I think most artists feel that way a lot of the time.
Don't do aimless practice. I mean, it's one thing to say it, one thing to actually do it, and aimless practise is better than no practise at all (although sometimes you might go on for long stretches of not picking up a pencil and then when you do, you're magically better) but if you can, set schedule and work on your weaknesses from the ground up. Anatomy and human posing never ends, really, no matter how good you might think you are at any given time. Draw from reference a lot. Don't trace, rather stylize and reinterpret. Draw buildings, everyday objects, this will help you stop thinking the world in terms of naive symbols (a human face isn't just 'eye' 'eye' 'nose' 'mouth') and more as the complex constructions of volumes (blah, I can't express this) they are.
As for pixel-art specific, as it was said, study good art you like from games or demoscene, but don' get obsessed with understanding why they do as they do. Don't try to 'do the things I do'. I'm not sure what I do, if someone pressed me to explain, I could give half-assed theories behind shit, but in the end I 'do' what I do, and after the fact, I rationalize it. How we work is the product of very interactive holistic constructs, everything interfaces with everything. Artists do as they do not because of pixel art reasons, but because of a design aesthetic that's well beyond the specific pixel art method. You might learn antialias and dithering and whatever, but the big battle will always be construction and content, and that doesn't have to do with the art medium, but how ripe your aesthetic is in your head. To get there (or on the way to there) actively soak up images. Reality, art, imagination. Be very aware as much of the time as you can. Look at a tree on the way home. Look at it from different angles, see how light works on the different surfaces. Try to soak in the resonance. Go home and draw it.

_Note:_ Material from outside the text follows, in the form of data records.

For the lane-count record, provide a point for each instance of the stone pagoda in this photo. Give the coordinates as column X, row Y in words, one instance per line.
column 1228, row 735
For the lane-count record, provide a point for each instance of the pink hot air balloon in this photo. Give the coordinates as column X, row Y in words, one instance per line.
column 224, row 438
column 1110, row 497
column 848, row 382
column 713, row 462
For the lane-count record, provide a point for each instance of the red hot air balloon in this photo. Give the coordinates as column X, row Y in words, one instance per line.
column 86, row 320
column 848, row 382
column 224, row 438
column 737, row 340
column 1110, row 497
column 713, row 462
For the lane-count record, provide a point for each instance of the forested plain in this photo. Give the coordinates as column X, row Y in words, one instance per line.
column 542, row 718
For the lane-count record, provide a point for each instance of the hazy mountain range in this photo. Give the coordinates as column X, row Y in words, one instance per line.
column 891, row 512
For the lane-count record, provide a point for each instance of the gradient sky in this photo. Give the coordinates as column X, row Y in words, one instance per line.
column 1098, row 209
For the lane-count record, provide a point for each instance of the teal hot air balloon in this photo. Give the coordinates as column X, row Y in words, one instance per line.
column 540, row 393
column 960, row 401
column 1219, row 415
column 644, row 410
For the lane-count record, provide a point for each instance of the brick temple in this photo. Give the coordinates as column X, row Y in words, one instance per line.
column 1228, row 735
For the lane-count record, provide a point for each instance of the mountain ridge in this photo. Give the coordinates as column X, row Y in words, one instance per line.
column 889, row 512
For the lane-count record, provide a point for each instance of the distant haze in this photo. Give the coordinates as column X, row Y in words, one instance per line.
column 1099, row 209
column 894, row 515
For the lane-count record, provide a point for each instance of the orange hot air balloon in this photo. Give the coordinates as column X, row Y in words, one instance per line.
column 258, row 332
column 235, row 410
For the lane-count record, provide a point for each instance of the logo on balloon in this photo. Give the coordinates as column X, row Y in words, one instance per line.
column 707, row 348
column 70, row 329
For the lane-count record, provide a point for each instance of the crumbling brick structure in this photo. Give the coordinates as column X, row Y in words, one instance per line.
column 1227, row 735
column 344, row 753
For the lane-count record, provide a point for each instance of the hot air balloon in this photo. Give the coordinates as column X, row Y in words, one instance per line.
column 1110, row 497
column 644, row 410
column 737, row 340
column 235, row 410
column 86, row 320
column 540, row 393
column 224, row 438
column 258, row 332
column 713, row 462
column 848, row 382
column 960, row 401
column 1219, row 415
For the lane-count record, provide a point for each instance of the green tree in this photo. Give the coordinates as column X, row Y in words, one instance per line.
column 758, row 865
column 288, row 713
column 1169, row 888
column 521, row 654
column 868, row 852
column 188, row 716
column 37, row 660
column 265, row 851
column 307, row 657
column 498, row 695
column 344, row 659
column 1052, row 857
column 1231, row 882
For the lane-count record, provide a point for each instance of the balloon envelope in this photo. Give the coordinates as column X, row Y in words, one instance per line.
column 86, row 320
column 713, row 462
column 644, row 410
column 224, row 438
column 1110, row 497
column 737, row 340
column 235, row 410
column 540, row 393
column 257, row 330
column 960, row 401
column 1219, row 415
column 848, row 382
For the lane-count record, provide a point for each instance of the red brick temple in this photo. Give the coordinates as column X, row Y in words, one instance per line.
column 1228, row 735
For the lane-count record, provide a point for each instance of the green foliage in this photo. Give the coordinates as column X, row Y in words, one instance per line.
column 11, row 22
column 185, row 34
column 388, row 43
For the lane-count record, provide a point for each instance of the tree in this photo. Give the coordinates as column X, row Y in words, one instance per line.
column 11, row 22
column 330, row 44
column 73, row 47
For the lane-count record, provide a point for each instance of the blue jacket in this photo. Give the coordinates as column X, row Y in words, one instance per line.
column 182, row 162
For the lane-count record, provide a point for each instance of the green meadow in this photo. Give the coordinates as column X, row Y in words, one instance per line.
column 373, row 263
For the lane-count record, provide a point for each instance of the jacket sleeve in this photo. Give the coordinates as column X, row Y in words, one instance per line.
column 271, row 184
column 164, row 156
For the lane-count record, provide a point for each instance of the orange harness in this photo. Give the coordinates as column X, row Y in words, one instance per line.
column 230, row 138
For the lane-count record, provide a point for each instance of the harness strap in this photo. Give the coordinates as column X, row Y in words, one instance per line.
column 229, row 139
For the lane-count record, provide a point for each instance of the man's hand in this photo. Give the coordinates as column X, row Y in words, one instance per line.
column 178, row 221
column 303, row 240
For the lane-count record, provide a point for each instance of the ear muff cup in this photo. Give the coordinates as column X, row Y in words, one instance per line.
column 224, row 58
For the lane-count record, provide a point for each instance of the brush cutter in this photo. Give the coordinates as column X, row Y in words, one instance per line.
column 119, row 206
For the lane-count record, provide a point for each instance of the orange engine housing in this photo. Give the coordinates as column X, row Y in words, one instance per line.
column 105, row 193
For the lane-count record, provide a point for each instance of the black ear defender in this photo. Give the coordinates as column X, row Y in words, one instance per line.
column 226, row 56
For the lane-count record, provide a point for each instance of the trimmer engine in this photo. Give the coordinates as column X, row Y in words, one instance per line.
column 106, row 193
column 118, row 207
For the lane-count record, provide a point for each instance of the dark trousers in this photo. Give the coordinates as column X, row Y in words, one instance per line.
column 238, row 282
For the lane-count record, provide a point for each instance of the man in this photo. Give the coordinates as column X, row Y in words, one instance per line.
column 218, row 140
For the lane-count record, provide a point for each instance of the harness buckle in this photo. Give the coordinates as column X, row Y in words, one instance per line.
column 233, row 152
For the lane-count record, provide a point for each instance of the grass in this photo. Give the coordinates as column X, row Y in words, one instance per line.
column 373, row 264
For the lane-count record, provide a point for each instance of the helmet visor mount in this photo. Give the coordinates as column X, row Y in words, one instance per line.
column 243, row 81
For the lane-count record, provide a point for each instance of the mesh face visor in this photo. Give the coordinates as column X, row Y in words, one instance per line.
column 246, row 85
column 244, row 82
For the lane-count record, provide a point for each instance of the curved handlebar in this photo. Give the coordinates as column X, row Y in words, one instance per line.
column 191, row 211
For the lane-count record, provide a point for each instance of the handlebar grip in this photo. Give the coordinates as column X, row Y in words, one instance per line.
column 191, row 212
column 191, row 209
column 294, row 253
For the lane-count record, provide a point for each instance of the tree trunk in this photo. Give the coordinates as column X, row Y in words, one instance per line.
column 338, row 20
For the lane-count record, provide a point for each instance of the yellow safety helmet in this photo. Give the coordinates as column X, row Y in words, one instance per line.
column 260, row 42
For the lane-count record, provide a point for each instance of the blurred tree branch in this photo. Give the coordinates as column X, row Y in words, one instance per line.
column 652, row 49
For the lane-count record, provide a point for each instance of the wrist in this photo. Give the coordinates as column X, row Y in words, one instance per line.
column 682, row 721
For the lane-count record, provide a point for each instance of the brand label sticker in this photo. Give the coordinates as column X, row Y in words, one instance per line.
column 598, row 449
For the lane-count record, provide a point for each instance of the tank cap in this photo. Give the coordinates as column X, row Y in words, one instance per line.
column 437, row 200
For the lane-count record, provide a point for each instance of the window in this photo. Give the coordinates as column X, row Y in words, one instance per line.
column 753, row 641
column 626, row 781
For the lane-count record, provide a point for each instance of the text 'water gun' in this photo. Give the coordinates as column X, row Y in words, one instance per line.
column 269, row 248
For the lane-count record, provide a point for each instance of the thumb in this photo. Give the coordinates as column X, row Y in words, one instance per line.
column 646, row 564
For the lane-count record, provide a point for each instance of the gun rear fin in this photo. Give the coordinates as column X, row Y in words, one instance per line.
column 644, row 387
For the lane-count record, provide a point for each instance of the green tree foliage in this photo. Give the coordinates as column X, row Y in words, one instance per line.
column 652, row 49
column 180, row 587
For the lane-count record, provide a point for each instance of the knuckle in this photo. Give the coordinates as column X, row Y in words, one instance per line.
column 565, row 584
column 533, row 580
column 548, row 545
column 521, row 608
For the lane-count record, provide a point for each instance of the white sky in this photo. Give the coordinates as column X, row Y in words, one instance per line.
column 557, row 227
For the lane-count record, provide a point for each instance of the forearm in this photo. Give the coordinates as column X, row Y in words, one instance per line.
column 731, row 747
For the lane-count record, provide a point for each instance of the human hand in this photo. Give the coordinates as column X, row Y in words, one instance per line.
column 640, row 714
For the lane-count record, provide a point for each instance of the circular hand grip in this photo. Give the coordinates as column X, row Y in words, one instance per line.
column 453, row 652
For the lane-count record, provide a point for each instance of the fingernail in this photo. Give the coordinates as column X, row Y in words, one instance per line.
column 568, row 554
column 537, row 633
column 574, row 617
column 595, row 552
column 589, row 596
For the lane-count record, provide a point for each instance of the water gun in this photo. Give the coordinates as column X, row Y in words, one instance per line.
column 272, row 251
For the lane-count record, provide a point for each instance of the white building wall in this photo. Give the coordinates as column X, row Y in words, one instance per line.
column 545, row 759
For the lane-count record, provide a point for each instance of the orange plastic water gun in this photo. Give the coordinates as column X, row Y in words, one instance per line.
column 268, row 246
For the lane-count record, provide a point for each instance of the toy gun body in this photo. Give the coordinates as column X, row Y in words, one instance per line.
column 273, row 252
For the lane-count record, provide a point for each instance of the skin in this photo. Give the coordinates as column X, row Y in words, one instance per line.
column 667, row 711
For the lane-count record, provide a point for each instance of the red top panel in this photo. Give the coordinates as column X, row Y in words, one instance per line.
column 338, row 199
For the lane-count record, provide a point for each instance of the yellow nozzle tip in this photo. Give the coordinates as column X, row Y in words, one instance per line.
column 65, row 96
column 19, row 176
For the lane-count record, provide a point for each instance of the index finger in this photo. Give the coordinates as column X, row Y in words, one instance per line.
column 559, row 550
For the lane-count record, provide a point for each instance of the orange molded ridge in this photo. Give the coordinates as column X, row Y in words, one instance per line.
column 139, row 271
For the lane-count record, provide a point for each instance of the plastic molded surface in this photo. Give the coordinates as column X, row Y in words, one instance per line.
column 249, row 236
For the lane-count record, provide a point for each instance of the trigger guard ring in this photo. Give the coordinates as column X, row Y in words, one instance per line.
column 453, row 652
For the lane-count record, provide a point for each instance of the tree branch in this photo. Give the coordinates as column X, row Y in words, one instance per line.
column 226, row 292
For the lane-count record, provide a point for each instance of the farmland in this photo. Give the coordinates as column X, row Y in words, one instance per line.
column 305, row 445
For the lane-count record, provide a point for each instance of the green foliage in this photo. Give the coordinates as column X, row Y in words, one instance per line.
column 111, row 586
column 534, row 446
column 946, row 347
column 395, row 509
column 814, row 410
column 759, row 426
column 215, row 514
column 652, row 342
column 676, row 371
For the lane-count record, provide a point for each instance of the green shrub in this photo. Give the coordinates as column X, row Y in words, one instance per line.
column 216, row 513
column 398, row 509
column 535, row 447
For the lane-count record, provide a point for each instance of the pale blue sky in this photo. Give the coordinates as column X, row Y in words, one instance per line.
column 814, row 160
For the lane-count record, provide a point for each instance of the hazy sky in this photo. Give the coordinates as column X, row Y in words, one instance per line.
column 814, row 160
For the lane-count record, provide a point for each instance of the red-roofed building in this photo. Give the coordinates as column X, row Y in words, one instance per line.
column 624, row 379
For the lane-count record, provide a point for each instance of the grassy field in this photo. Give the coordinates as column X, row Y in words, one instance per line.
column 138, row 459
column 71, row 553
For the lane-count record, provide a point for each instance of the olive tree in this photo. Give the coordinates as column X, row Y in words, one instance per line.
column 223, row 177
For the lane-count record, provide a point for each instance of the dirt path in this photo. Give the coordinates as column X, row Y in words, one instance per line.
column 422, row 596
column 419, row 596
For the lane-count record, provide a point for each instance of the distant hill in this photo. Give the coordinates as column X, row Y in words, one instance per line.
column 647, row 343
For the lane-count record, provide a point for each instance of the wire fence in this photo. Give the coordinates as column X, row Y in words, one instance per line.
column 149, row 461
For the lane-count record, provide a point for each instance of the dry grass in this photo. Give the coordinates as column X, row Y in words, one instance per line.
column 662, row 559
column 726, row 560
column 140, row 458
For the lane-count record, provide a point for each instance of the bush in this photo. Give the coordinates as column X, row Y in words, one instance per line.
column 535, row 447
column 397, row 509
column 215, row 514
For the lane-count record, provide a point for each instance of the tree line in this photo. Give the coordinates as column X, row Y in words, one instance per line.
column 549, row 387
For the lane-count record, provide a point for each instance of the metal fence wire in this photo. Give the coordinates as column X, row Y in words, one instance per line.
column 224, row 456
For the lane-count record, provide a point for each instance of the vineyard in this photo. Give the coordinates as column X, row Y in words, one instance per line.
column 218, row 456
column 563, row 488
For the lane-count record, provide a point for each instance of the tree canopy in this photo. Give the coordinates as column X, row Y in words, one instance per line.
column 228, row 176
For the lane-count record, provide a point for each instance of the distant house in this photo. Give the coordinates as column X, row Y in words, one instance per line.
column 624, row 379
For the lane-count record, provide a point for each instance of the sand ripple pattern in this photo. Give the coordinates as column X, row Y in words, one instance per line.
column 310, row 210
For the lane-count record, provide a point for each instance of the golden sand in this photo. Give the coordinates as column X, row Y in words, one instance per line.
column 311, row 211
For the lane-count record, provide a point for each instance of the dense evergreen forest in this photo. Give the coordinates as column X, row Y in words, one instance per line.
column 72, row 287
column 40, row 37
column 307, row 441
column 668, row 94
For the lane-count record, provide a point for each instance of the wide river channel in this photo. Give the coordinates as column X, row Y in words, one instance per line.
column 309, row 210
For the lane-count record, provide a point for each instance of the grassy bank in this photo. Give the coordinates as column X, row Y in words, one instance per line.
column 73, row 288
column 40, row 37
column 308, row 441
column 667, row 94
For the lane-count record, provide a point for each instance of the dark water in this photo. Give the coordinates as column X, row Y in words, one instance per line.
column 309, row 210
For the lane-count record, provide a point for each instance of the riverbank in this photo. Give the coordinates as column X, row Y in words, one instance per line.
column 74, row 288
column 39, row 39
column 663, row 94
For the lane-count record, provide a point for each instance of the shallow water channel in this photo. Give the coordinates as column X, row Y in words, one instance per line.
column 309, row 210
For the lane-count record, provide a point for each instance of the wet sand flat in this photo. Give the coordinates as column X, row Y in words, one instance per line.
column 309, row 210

I am telling you all this, and I don't consider myself very strong on any respect. I'm not trying to preach as if I'm good. I feel most of what I said works to degrees for most artists, struggling or accomplished.
And if I'm allowed to say a final thing: there's no shortcuts. Don't hide behind an immature 'style', never rip art, never try to get good for the social benefits only. I'm sure we all do, but there should be something else driving, ultimately, some sort of feeling of accomplishment when there's expression going on. You should be the one to always challenge the trappings of your 'style'. Don't become warped-anatomy-dude-who-always-draws-the-same-character and don't become my-only-desire-in-life-is-to-do-fighter-sprites-like-KOF-guy and don't become lol-I-am-breaking-down-barriers-with-my-abstract-half-finished-art-guy either.